O Reader! had you in your mind
Such stores as silent thought can bring,
O gentle Reader! you would find
A tale in every thing.
What more I have to say is short,
And you must kindly take it:
It is no tale; but, should you think,
Perhaps a tale you'll make it.
One summer-day I chanced to see
This old Man doing all he could
To unearth the root of an old tree,
A stump of rotten wood.
The mattock tottered in his hand;
So vain was his endeavour,
That at the root of the old tree
He might have worked for ever.
"You're overtasked, good Simon Lee,
Give me your tool," to him I said;
And at the word right gladly he
Received my proffered aid.
I struck, and with a single blow
The tangled root I severed,
At which the poor old Man so long
And vainly had endeavoured.
The tears into his eyes were brought,
And thanks and praises seemed to run
So fast out of his heart, I thought
They never would have done.
--I've heard of hearts unkind, kind deeds
With coldness still returning;
Alas! the gratitude of men
Hath oftener left me mourning.
William Wordsworth
I Know an Old Man Constrained to Dwell
I know an aged Man constrained to dwell
In a large house of public charity,
Where he abides, as in a Prisoner's cell,
With numbers near, alas! no company.
When he could creep about, at will, though poor
And forced to live on alms, this old Man fed
A Redbreast, one that to his cottage door
Came not, but in a lane partook his bread.

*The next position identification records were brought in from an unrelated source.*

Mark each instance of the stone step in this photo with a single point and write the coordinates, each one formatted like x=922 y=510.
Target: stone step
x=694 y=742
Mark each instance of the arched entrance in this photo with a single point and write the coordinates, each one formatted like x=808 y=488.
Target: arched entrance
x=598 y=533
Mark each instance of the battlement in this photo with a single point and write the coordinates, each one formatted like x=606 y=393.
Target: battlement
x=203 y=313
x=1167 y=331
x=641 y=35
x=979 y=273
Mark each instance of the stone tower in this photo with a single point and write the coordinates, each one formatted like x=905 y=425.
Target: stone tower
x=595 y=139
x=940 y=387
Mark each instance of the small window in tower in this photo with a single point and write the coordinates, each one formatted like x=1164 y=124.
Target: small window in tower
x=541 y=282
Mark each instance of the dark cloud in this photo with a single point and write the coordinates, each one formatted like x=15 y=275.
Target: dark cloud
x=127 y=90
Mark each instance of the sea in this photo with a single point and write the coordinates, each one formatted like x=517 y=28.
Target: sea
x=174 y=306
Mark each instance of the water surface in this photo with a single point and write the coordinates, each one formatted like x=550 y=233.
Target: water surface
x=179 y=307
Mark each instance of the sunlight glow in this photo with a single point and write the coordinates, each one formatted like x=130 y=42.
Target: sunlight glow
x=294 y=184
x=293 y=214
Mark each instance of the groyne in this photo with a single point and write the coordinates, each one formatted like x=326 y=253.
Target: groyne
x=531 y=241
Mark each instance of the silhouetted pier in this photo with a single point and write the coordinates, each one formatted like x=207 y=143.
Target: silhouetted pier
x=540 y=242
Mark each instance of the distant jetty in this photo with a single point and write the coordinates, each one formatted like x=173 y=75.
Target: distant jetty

There, at the root of one particular tree,
An easy seat this worn-out Labourer found
While Robin pecked the crumbs upon his knee
Laid one by one, or scattered on the ground.
Dear intercourse was theirs, day after day;
What signs of mutual gladness when they met!
Think of their common peace, their simple play,
The parting moment and its fond regret.
Months passed in love that failed not to fulfil,
In spite of season's change, its own demand,
By fluttering pinions here and busy bill;
There by caresses from a tremulous hand.
Thus in the chosen spot a tie so strong
Was formed between the solitary pair,
That when his fate had housed him 'mid a throng
The Captive shunned all converse proffered there.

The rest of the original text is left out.